働き始めの20代は、「子供時代に見てきた親の仕事へのスタンス」を知らず知らず踏襲する。




最近の興味分野の1つとして、「20代の仕事に対する動機付け」というものがある。

もちろん、自身が組織開発の仕事をしているということがとても影響しているのだろうが、メディアでも若者の仕事に対するスタンスや働き方について、それに関する単語を見ない日はないのではと感じる。



特に最近ビシバシとこりゃ本当の話だと思うのは、先日も以下のブログ内で紹介した6段階の動機付けの話である。

■当ブログ内記事
「人脈」の構築ではなく、「対話」の構築である、と考えると自分も大勢と話せるかもしれないと思ったという話。
http://yuki-kitamu.blogspot.jp/2017/05/blog-post_17.html


何かというと、マッキンゼー社の調査で、人の動機付けをする事柄には6段階あるというもの。

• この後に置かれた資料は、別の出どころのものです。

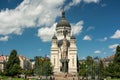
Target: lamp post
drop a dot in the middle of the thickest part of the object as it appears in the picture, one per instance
(86, 72)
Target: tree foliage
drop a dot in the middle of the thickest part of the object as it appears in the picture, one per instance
(113, 69)
(43, 66)
(13, 64)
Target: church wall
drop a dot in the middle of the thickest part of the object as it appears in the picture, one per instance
(73, 60)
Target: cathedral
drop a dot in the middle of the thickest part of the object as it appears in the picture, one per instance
(63, 48)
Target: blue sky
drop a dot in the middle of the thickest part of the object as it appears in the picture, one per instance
(28, 25)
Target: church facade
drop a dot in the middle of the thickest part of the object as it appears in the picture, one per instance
(63, 48)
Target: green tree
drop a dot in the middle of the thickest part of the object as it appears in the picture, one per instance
(113, 69)
(43, 66)
(13, 64)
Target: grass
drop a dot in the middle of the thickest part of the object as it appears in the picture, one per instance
(7, 78)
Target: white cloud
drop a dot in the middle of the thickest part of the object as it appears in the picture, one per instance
(74, 2)
(46, 33)
(77, 28)
(97, 51)
(88, 38)
(4, 38)
(116, 35)
(34, 13)
(104, 39)
(90, 28)
(113, 46)
(91, 1)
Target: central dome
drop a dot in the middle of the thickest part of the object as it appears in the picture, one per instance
(63, 22)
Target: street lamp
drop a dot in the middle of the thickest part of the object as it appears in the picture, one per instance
(86, 72)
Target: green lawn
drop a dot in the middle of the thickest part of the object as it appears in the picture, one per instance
(7, 78)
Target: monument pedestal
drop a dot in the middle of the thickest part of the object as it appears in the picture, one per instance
(65, 76)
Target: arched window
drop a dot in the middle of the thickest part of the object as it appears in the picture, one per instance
(72, 60)
(54, 60)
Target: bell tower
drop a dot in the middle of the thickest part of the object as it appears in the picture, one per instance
(63, 49)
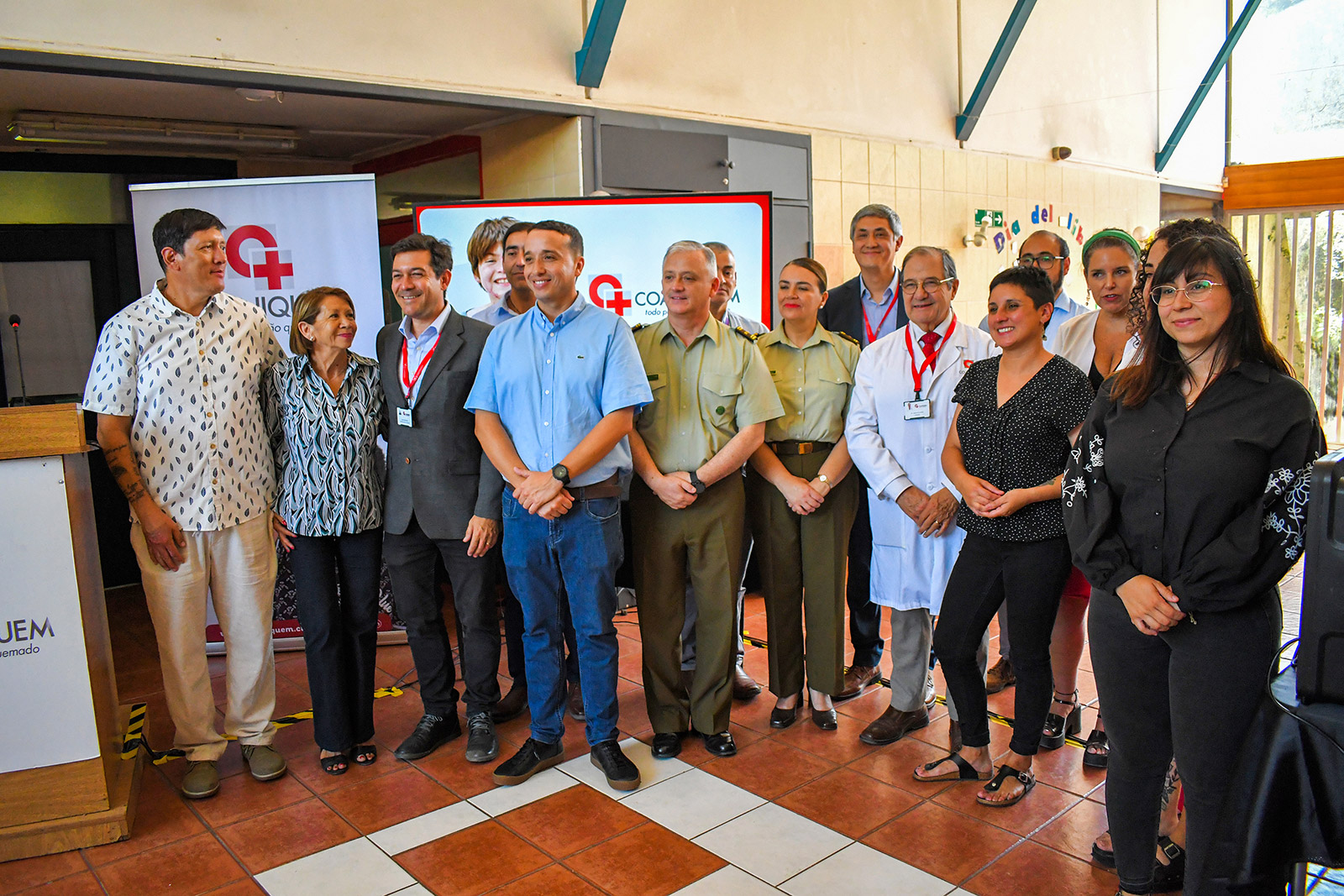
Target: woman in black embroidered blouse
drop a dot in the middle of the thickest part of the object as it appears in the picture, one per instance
(1005, 454)
(1186, 500)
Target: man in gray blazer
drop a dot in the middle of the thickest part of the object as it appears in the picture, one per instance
(443, 499)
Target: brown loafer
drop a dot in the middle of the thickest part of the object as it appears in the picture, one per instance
(855, 680)
(893, 726)
(743, 685)
(1000, 676)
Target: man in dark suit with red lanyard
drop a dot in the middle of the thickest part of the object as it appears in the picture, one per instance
(443, 499)
(866, 308)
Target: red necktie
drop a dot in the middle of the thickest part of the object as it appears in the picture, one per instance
(927, 342)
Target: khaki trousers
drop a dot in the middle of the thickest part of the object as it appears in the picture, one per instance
(235, 567)
(703, 543)
(803, 569)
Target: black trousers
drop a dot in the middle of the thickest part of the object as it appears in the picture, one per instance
(336, 590)
(864, 616)
(1193, 691)
(412, 558)
(514, 633)
(1032, 575)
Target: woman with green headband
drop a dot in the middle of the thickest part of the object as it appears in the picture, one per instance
(1099, 343)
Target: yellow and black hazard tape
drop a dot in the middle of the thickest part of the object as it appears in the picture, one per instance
(134, 738)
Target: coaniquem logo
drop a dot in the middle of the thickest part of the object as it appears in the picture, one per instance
(20, 637)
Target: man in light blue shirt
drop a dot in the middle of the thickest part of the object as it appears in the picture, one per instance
(555, 398)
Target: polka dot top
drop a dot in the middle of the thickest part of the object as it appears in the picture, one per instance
(1021, 443)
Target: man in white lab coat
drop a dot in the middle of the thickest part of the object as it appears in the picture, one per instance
(900, 416)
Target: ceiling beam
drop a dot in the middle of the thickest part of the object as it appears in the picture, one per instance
(1225, 53)
(591, 60)
(990, 76)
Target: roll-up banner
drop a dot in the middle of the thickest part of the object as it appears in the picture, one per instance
(284, 235)
(624, 241)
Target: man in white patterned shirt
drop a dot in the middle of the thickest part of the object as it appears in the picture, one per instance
(176, 385)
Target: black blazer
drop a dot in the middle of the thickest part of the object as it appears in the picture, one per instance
(843, 312)
(437, 469)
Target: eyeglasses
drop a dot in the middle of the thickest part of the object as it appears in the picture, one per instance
(931, 285)
(1196, 291)
(1042, 261)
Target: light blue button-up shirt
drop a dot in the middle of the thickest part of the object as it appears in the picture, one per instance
(418, 347)
(551, 382)
(875, 312)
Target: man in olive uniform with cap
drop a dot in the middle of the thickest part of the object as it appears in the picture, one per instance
(711, 398)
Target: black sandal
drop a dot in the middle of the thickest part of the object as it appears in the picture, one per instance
(1005, 773)
(1058, 728)
(965, 772)
(1099, 750)
(338, 765)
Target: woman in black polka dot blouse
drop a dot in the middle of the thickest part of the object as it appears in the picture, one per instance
(1018, 418)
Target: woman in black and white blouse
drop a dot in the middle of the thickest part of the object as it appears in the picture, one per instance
(1186, 500)
(1005, 453)
(324, 411)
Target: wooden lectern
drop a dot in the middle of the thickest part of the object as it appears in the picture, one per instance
(64, 782)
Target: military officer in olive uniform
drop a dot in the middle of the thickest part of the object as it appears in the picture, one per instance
(711, 398)
(801, 492)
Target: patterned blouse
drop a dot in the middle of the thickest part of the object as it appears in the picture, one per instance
(1210, 500)
(190, 385)
(327, 457)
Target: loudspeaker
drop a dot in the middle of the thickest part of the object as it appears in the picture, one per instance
(1320, 656)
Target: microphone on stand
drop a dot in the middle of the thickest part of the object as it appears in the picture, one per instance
(24, 385)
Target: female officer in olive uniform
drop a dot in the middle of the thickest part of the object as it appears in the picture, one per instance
(800, 492)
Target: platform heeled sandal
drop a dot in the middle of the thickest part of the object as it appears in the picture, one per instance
(1058, 728)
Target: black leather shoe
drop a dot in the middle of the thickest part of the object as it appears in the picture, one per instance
(481, 743)
(622, 774)
(531, 758)
(826, 719)
(721, 745)
(665, 746)
(511, 705)
(429, 735)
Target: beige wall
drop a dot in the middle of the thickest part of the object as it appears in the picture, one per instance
(533, 157)
(937, 192)
(1084, 74)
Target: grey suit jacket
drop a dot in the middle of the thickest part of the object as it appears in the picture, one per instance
(437, 469)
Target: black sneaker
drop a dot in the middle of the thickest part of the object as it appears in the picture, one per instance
(430, 732)
(481, 743)
(622, 774)
(531, 758)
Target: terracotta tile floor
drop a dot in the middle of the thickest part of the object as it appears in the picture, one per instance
(806, 810)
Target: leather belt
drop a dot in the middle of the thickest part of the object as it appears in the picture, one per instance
(793, 446)
(608, 488)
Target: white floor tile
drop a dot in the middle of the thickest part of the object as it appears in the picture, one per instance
(356, 868)
(651, 770)
(420, 831)
(727, 882)
(501, 799)
(772, 842)
(692, 802)
(864, 869)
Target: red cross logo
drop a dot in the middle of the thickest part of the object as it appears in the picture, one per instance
(618, 302)
(273, 268)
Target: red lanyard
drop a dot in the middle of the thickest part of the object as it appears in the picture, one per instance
(931, 362)
(407, 380)
(873, 338)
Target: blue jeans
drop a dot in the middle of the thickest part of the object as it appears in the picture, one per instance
(575, 555)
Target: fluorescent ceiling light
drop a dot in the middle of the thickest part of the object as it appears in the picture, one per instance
(51, 128)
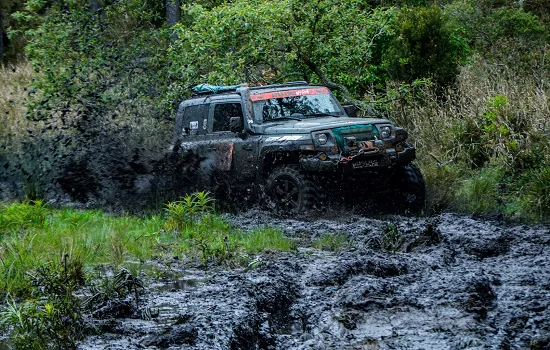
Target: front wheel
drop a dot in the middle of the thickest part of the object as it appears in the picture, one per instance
(410, 189)
(290, 190)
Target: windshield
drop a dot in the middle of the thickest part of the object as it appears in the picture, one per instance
(294, 104)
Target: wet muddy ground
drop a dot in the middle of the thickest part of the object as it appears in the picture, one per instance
(453, 282)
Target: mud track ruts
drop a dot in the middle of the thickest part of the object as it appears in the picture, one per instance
(479, 285)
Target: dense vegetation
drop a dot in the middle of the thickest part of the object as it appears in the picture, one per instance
(468, 79)
(48, 256)
(89, 87)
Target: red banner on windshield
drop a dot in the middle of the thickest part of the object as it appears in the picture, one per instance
(289, 93)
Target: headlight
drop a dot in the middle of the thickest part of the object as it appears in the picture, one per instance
(321, 138)
(385, 132)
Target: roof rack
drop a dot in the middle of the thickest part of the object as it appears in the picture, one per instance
(207, 89)
(291, 83)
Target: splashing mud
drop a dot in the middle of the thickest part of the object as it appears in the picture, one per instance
(452, 282)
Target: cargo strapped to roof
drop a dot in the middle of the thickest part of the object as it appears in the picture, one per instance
(214, 89)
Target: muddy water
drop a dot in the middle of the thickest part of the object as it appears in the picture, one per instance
(453, 283)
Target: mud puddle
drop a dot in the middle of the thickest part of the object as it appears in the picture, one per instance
(449, 282)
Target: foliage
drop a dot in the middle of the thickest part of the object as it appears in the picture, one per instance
(480, 191)
(536, 200)
(53, 318)
(188, 210)
(19, 216)
(425, 45)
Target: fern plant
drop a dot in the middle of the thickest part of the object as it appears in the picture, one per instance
(188, 210)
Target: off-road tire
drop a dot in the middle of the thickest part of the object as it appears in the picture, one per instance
(410, 191)
(289, 190)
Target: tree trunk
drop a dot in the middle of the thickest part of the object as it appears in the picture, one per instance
(173, 12)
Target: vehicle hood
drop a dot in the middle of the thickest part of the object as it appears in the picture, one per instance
(314, 124)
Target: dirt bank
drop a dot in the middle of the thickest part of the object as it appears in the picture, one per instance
(453, 282)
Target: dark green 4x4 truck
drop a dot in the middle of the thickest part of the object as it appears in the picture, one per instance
(294, 146)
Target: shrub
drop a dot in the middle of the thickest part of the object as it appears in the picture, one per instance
(425, 45)
(481, 191)
(20, 216)
(187, 211)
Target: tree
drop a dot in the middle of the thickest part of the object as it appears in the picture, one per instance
(173, 12)
(325, 41)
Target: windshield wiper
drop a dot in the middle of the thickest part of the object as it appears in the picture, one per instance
(322, 114)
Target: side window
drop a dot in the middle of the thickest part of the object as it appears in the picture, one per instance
(194, 118)
(223, 113)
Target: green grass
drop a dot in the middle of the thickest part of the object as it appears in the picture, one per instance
(32, 235)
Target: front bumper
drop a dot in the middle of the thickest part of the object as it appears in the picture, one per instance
(359, 162)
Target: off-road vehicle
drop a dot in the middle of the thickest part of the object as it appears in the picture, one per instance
(295, 146)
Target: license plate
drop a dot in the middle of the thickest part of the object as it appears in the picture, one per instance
(365, 164)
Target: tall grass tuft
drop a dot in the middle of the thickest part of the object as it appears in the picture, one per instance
(495, 117)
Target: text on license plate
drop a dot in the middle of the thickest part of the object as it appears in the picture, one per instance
(365, 164)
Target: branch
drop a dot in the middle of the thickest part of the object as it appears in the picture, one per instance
(326, 81)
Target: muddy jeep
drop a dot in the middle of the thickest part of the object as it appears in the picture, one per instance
(295, 147)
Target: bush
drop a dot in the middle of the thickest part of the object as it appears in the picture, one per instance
(425, 45)
(20, 216)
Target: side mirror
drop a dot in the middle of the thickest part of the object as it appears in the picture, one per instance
(351, 111)
(236, 124)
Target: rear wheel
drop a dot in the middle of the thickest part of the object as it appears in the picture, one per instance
(290, 190)
(410, 189)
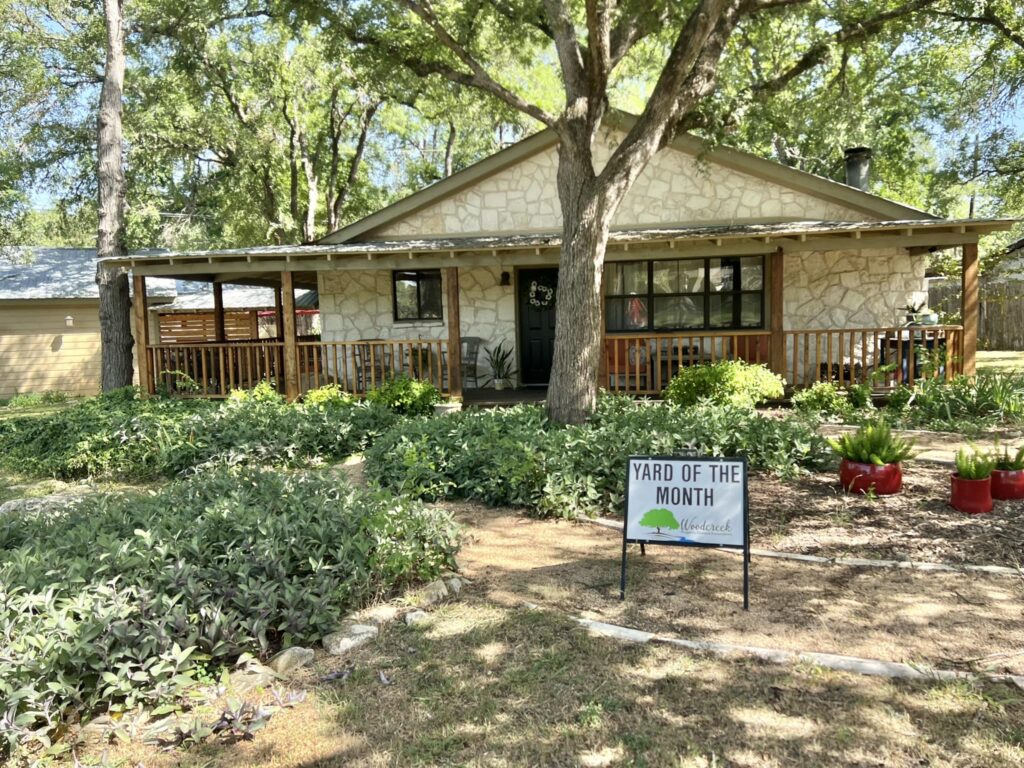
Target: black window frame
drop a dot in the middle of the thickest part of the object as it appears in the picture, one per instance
(419, 278)
(706, 295)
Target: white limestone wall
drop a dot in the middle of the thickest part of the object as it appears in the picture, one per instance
(675, 188)
(851, 289)
(358, 305)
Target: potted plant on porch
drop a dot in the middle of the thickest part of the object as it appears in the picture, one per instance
(1008, 477)
(871, 460)
(972, 482)
(500, 361)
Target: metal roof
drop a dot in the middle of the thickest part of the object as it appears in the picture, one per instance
(28, 272)
(793, 231)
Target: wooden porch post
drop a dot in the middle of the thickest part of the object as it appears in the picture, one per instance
(141, 304)
(969, 306)
(279, 313)
(455, 332)
(218, 311)
(287, 293)
(776, 298)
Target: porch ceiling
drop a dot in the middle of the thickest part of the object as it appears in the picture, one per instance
(261, 265)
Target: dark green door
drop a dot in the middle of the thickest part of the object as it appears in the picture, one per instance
(538, 289)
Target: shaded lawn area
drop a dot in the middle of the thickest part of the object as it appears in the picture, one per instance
(486, 685)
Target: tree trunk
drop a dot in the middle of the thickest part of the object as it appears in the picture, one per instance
(115, 304)
(587, 212)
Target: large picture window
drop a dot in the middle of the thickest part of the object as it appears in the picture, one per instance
(417, 294)
(685, 294)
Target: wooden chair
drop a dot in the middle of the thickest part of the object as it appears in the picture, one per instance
(627, 364)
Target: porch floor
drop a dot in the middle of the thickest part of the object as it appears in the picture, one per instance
(495, 398)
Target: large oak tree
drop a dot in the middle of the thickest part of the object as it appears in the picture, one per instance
(472, 42)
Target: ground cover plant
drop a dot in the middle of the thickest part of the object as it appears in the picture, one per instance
(122, 600)
(515, 457)
(123, 435)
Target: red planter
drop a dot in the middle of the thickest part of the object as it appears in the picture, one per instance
(1008, 483)
(859, 478)
(973, 497)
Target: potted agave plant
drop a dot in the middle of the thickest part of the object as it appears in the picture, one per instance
(972, 482)
(871, 460)
(1008, 477)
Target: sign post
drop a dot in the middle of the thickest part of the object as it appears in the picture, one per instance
(687, 502)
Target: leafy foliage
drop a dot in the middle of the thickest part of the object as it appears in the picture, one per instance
(726, 382)
(872, 443)
(515, 457)
(407, 396)
(974, 464)
(121, 434)
(114, 601)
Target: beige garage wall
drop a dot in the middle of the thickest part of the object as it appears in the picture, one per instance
(39, 353)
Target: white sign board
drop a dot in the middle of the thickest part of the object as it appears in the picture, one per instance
(686, 501)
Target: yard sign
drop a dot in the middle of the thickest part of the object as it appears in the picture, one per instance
(687, 502)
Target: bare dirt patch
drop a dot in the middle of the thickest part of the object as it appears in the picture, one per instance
(944, 620)
(814, 516)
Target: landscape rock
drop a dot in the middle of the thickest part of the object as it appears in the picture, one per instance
(291, 658)
(348, 637)
(434, 593)
(416, 616)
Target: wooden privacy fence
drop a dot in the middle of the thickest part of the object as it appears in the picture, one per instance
(213, 370)
(1000, 310)
(644, 364)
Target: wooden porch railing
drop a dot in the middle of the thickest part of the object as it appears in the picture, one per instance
(213, 370)
(880, 356)
(644, 364)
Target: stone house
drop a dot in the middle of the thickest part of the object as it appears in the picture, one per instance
(714, 254)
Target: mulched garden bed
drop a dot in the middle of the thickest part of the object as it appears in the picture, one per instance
(814, 516)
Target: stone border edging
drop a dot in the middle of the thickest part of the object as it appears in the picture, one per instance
(854, 665)
(850, 561)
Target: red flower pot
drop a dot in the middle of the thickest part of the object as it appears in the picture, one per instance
(1008, 483)
(859, 478)
(973, 497)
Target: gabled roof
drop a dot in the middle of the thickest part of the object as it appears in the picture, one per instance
(824, 188)
(28, 272)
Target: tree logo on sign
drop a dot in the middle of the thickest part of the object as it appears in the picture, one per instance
(659, 518)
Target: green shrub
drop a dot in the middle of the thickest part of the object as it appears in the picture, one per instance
(872, 443)
(822, 399)
(515, 457)
(123, 435)
(112, 603)
(407, 396)
(974, 464)
(725, 383)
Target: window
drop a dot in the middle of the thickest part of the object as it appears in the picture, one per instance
(685, 294)
(417, 295)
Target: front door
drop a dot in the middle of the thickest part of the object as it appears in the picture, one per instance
(537, 324)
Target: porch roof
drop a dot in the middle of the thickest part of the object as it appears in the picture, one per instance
(919, 235)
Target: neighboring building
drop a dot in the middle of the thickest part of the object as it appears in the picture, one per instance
(714, 253)
(49, 320)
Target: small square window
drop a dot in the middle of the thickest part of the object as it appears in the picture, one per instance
(417, 295)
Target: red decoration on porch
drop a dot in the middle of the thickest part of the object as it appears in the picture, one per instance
(859, 478)
(1008, 483)
(973, 497)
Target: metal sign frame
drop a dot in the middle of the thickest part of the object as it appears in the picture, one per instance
(745, 548)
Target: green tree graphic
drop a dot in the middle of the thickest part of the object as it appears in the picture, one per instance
(659, 518)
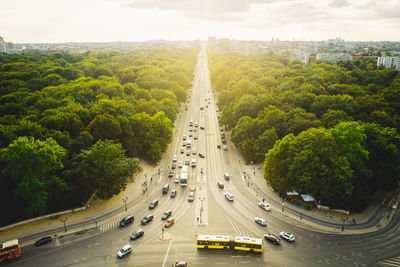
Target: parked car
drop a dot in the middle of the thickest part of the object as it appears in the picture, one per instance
(42, 241)
(137, 234)
(126, 220)
(166, 214)
(226, 176)
(153, 204)
(260, 221)
(124, 251)
(264, 206)
(146, 219)
(229, 196)
(272, 238)
(169, 222)
(173, 193)
(287, 236)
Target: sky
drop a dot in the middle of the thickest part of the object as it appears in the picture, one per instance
(41, 21)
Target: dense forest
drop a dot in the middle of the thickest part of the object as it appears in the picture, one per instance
(331, 130)
(75, 124)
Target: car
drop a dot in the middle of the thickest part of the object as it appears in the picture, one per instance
(287, 236)
(173, 193)
(126, 220)
(124, 251)
(137, 234)
(180, 264)
(260, 221)
(42, 241)
(166, 214)
(228, 196)
(191, 196)
(272, 238)
(169, 222)
(147, 219)
(264, 206)
(153, 204)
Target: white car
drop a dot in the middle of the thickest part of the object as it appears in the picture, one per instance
(287, 236)
(260, 221)
(264, 206)
(229, 196)
(125, 250)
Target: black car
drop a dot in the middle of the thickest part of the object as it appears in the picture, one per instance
(43, 241)
(147, 219)
(126, 220)
(173, 193)
(137, 234)
(153, 204)
(273, 239)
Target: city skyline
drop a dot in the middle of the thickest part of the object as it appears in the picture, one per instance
(46, 21)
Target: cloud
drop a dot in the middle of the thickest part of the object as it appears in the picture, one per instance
(215, 10)
(339, 3)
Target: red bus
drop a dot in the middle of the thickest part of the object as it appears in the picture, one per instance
(9, 250)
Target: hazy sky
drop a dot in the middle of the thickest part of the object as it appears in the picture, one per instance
(139, 20)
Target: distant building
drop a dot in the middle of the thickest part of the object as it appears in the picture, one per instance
(389, 62)
(212, 42)
(302, 56)
(334, 57)
(2, 45)
(224, 45)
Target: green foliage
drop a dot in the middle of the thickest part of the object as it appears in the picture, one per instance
(87, 103)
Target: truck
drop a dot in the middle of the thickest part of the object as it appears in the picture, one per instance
(184, 176)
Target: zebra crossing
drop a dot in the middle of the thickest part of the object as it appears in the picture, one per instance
(114, 222)
(392, 262)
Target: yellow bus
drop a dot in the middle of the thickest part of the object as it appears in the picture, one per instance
(248, 244)
(224, 242)
(213, 241)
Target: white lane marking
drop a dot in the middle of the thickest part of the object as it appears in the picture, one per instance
(166, 255)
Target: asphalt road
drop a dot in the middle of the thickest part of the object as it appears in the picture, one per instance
(216, 215)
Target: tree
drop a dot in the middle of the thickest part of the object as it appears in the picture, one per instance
(104, 169)
(33, 165)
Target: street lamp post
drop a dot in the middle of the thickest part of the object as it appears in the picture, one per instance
(64, 220)
(125, 199)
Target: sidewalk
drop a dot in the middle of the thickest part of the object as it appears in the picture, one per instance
(97, 208)
(259, 188)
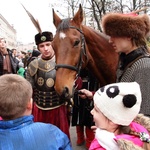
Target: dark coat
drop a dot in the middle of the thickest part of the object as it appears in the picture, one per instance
(81, 110)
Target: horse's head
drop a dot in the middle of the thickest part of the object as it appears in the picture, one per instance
(69, 47)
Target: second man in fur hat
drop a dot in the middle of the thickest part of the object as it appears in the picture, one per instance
(128, 33)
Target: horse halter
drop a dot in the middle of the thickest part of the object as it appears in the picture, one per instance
(82, 52)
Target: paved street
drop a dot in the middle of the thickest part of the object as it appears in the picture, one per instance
(73, 140)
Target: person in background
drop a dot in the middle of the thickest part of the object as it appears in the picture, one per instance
(48, 107)
(7, 63)
(17, 129)
(21, 70)
(128, 33)
(81, 117)
(115, 113)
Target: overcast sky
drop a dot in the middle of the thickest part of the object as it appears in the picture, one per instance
(14, 13)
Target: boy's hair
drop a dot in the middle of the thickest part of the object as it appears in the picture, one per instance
(15, 93)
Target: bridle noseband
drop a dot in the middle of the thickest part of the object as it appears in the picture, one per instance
(82, 52)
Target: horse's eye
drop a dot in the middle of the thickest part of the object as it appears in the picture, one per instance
(76, 43)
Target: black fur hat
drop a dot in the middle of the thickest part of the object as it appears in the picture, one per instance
(43, 37)
(127, 25)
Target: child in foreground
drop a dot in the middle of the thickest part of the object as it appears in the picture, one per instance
(118, 124)
(17, 129)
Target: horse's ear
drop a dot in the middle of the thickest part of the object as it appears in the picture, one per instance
(56, 19)
(78, 18)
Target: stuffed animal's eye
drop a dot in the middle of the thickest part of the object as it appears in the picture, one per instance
(112, 91)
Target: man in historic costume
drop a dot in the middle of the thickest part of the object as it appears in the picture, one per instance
(7, 63)
(81, 116)
(48, 107)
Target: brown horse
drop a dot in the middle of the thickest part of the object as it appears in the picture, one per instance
(77, 46)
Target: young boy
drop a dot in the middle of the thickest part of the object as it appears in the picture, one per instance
(17, 129)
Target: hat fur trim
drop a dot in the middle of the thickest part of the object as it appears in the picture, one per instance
(115, 24)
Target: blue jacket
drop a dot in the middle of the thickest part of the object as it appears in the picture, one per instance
(24, 134)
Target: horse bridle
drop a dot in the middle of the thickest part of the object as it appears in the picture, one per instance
(82, 52)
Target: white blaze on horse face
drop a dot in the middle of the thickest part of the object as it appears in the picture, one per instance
(62, 35)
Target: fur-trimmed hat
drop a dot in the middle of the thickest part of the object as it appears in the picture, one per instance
(43, 37)
(119, 102)
(126, 25)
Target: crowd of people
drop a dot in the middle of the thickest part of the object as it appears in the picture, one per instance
(33, 114)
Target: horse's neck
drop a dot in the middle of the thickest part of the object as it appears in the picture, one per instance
(102, 58)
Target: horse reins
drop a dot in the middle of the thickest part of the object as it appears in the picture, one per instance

以下の項目は、上位から動機付けとしては高次のモチベーションであり、下位であればあるほど低次のモチベーションである。

1.楽しさ
2.社会的意義
3.成長可能性
4.心理的圧力
5.経済的圧迫
6.惰性

※なお、続けると長いのでご興味のある方はこちらの原文をぜひ。
Primed to Perform: How to Build the Highest Performing Cultures Through the Science of Total Motivation




これは単にフレームなので、別にこれが正義な訳ではないし、この6段階のどこにいるから良い悪いで片付けることではない。




ただ、これを見ながら思うことがある。
この動機というものは人のどこから生まれるのだろうかと。
その人の、性格が影響してる?その考えるタイミングによる?今までの人生の影響?

そこで私が1つ大きな要因だなと思うのは、「親」だ。

まだあまり多くの働く人を見たことがない20代は、おそらく幼少期、子供時代からずっと見てきた親の仕事へのスタンスの影響をもろに受けるのだろうなと。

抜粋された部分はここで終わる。